At the top of the PCB is a tiny, but important two-way switch that lets you switch between either using the HD6970 FleX Edition, at the reference core clock speed of 880MHz, or to run it at a very mildly overclocked speed of 930MHz. The 2GB of GDDR5 memory that the card is equipped with, runs regardless of switch position at the standard 1375MHz (5500MHz effective) clock speed.

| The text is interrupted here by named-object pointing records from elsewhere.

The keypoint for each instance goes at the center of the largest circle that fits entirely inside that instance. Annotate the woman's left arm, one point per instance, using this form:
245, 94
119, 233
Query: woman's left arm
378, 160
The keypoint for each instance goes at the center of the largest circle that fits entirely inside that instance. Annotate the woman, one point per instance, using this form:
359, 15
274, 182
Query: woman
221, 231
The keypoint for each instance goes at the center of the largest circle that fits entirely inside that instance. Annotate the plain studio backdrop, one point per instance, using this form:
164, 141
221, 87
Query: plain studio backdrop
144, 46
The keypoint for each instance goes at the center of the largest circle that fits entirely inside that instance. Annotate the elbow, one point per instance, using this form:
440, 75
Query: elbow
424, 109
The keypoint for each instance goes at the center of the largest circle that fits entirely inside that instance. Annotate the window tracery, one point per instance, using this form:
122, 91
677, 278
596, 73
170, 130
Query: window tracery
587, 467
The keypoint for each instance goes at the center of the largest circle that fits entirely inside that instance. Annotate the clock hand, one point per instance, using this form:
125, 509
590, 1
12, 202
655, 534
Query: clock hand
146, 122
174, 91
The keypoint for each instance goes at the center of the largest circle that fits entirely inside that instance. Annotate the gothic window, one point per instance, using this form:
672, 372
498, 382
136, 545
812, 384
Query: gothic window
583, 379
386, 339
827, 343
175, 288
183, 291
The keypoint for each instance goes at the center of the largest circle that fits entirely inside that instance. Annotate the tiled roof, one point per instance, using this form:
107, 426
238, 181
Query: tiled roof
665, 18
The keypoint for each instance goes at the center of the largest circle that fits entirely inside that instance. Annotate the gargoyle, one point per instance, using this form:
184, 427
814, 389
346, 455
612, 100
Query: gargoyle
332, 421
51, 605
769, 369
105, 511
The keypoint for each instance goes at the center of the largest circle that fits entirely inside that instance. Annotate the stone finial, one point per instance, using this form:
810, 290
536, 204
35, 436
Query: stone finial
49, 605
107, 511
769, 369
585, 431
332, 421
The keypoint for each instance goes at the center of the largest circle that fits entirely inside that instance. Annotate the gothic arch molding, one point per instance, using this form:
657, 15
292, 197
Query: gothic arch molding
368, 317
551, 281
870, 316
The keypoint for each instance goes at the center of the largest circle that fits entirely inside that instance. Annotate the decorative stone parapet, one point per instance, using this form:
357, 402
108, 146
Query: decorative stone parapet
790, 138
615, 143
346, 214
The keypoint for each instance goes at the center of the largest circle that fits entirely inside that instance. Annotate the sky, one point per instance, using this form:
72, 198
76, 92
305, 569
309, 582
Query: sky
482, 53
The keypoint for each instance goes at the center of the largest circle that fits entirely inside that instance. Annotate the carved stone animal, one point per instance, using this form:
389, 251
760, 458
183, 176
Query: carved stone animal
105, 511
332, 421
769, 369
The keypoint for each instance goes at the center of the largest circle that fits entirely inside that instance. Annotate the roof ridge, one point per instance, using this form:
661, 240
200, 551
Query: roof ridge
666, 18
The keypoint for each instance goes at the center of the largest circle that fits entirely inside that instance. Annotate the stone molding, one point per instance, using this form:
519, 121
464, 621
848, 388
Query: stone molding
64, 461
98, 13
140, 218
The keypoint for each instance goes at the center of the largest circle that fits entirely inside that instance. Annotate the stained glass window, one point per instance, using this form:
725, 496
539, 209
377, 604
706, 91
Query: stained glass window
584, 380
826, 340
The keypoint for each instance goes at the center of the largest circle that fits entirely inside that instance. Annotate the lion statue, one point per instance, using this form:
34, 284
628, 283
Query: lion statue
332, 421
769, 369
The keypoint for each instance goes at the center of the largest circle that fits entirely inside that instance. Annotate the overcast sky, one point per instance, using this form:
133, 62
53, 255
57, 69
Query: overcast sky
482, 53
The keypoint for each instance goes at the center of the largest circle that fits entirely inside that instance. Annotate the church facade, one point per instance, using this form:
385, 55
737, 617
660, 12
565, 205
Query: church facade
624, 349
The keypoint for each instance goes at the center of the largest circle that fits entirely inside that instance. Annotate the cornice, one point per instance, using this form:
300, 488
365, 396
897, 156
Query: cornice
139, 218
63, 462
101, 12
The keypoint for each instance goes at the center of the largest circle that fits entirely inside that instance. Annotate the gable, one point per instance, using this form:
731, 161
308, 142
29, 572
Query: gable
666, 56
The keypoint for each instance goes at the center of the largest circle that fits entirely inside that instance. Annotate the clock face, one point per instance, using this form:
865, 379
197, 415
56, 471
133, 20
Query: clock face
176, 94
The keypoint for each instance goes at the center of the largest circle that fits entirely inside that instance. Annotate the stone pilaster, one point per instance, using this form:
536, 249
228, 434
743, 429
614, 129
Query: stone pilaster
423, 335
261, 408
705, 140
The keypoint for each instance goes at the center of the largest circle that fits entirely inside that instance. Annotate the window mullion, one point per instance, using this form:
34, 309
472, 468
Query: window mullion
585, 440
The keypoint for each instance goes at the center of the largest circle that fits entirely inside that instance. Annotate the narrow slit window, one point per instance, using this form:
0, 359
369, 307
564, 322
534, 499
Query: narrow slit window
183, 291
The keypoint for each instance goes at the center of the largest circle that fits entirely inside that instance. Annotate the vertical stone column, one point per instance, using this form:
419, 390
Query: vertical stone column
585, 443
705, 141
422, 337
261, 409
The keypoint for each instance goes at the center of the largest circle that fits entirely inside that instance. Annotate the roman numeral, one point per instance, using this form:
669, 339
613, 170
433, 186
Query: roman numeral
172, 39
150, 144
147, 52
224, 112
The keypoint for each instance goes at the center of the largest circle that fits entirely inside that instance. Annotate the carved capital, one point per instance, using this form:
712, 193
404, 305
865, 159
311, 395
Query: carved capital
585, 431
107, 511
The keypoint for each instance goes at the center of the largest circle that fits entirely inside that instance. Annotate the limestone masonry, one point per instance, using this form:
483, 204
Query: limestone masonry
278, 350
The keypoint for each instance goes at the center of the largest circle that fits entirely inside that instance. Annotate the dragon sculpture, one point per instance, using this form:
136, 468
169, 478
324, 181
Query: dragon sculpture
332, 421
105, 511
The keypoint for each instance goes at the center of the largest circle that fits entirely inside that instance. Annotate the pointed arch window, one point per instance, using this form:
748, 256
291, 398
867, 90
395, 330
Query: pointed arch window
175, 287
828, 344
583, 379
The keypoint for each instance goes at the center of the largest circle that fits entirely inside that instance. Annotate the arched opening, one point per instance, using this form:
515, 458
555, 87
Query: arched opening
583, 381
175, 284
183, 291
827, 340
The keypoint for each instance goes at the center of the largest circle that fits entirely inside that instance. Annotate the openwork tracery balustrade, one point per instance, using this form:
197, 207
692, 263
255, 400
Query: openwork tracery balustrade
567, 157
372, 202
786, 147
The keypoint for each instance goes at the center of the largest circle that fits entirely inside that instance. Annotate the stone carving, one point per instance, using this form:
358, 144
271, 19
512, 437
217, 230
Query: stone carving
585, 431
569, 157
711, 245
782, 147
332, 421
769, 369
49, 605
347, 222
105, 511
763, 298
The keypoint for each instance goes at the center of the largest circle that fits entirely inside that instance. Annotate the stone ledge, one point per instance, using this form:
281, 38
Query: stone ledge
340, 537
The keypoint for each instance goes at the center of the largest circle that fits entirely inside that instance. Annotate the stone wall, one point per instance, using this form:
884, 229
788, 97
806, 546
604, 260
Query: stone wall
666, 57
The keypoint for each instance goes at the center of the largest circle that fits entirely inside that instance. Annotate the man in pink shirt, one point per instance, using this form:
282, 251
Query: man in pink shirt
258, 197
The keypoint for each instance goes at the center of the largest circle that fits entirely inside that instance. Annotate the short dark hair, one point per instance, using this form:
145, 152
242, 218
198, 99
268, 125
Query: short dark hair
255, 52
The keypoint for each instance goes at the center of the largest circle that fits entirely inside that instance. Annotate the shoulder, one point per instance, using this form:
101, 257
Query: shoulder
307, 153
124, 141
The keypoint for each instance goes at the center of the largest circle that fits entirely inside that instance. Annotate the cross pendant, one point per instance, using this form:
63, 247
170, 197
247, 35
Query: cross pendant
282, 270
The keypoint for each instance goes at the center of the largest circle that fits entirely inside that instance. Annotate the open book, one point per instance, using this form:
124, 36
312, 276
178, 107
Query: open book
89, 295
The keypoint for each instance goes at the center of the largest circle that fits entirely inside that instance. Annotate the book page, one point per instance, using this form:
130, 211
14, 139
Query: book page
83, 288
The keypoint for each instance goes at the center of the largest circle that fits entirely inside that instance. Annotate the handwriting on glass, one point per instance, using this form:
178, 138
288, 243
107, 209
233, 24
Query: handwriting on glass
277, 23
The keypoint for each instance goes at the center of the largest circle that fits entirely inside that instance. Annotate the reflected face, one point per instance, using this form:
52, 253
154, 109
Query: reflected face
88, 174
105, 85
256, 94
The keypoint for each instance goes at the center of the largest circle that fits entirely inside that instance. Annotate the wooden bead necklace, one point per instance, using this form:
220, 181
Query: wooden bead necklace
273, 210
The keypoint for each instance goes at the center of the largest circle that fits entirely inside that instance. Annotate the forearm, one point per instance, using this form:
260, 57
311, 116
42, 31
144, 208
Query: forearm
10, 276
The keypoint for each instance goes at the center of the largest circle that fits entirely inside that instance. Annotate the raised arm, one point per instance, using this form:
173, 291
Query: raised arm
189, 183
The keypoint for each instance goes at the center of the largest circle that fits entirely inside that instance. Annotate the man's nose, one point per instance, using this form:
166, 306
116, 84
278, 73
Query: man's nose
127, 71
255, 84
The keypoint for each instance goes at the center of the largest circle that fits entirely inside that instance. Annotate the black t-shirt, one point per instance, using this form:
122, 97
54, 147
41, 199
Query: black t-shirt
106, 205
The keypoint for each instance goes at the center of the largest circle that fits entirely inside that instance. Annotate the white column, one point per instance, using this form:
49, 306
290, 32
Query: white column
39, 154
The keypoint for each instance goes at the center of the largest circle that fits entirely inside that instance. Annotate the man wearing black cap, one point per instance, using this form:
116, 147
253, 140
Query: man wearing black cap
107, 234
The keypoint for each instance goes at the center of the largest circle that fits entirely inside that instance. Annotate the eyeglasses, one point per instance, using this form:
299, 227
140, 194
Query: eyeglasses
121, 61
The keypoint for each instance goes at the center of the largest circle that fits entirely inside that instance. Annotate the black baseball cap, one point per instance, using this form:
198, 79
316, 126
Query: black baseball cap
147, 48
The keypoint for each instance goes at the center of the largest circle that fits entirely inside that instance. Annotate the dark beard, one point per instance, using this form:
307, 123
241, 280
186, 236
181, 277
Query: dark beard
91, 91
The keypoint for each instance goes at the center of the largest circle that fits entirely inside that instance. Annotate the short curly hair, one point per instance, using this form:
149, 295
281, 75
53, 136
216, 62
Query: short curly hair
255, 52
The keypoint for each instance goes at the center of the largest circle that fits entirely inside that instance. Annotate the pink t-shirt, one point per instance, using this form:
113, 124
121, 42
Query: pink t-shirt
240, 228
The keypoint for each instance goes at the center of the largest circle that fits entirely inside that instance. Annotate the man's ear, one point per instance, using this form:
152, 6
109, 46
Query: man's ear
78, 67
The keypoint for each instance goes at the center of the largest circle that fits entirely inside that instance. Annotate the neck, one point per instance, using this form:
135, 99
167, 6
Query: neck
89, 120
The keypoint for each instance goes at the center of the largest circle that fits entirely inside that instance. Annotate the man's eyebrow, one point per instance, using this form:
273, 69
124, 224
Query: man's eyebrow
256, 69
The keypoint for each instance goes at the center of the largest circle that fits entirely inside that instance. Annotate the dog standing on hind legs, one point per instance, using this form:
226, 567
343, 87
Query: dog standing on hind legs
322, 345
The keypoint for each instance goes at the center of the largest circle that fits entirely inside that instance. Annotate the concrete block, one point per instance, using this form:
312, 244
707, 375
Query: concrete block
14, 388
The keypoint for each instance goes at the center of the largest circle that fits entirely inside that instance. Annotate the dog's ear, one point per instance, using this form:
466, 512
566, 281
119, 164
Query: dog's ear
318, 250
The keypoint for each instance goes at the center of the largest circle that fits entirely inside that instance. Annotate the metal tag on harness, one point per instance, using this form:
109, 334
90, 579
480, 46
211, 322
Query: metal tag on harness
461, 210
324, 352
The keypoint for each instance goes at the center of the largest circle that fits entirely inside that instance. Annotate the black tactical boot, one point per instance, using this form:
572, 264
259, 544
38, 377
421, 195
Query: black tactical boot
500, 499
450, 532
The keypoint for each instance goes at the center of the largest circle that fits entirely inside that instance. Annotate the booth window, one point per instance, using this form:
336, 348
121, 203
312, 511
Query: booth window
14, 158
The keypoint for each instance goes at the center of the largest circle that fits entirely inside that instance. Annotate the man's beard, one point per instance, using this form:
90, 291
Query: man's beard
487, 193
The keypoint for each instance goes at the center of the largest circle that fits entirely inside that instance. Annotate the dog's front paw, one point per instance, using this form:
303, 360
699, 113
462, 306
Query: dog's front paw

Keeping everything cool is a Sapphire designed dual slot Vapor-X, vapour chamber cooler that has a large 88mm fan in the centre. This not only keeps the card cool, but it does so considerably quieter than the AMD’s reference design

Frame scores

The mild overclocking option offered by the cards switch doesn’t do an awful lot to improve the performance of the HD6970 FleX Edition, over the standard card. In the Xtreme (1080p) test, in 3DMark 11, a standard clocked HD6790 gave a score of 1810. The FleX Edition brought in a score of 1843. It’s a similar story when it came to gaming benchmarks. At the same 1080p (1,920 x 1,080) resolution, the standard card gave average frame rate scores in Aliens v Predators of 55fps and 62fps, in DiRT3. The FleX edition gave up frame rates of 63fps and 69fps, in AvP and DiRT3 respectively. Connecting the card up to two monitors to get a 3840 by 1080 resolution, the frame rate for AvP dropped to 31fps, and in DiRT3 to 41fps.

Lots in the box

The HD6970 FleX needs the services of a 6-pin PCI-E and 8-pin PCI-E adaptor, to get it moving along, but don’t worry if you haven’t got any spare. Sapphire has bundled in both a 4-pin Molex to 6-pin PCI-E, along with a 4-pin Molex to 8-pin PCI-E and all the adaptors you need to get going; DVI to VGA, DVI to HDMI, a Mini-DP to DP cable and really usefully a 1.8m HDMI cable.

Company: Sapphire

Website: http://www.sapphiretech.com/

Positives
  • Eyefinity out of the box.
Negative
  • Factory overclock isn’t that much faster than standard, but that’s just nitpicking.

Verdict

The fastest card in Sapphire’s FleX line-up carries on the good work, done by the previous generation. If you want to setup Eyefinity without the tears, it’s the only ball game in town.